Take a tour of the Peale, Baltimore's Community Museum and the oldest purpose-built museum in America. In this multi-stop tour, you'll hear from experts, historians, and curators who worked on and in the building during recent renovations.
Tour Stop 9
Heather Shelton: You’re looking at a fragment of floral wallpaper that shows bouquets of pink carnations, red roses, and blue daisy-type flowers. The background was probably white at one time and is covered with paisley-shaped basket forms. This piece of wallpaper is from one of the Peale’s previous lives, perhaps from the City Hall period 1830-1875. You might say, that looks like something I’d see in my grandmother’s house! Admittedly, wallpaper isn’t for everybody, but it’s made a come back in recent days as a “peale” and stick design motif that’s popular on home design shows.

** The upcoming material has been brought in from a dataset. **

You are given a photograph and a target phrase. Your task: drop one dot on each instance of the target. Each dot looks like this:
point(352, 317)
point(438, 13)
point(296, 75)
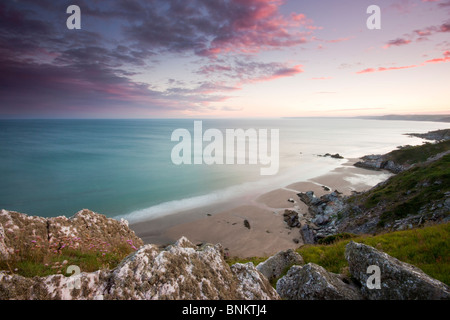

Believe or not, wallpaper is actually a perfect reflection of how the American economy evolved and even the beginnings of the middle class!
Heather Shelton: In the 18th century, wallpaper was very, very expensive, only gracing the walls of the homes of elite Baltimoreans. But, by the late 19th-century, everybody had wallpaper, and it really served a couple of functions: It gave people options for making their homes special! You could find patterns with anything under the sun: flowers, stripes, grand French landscapes, women carrying baskets, ribbons and bows! WHATEVER! It covered unsightly cracks in the walls. It kept drafts out!
Heather Shelton: Wallpaper was THE home style trend that many more people could afford in the 19th and early 20th centuries. Between the 1850s-1870s, there were thousands of advertisements in Baltimore newspapers that mentioned wallpaper and paper hangers! We’re happy that early renovations didn’t PEALE away this historic wallpaper fragment.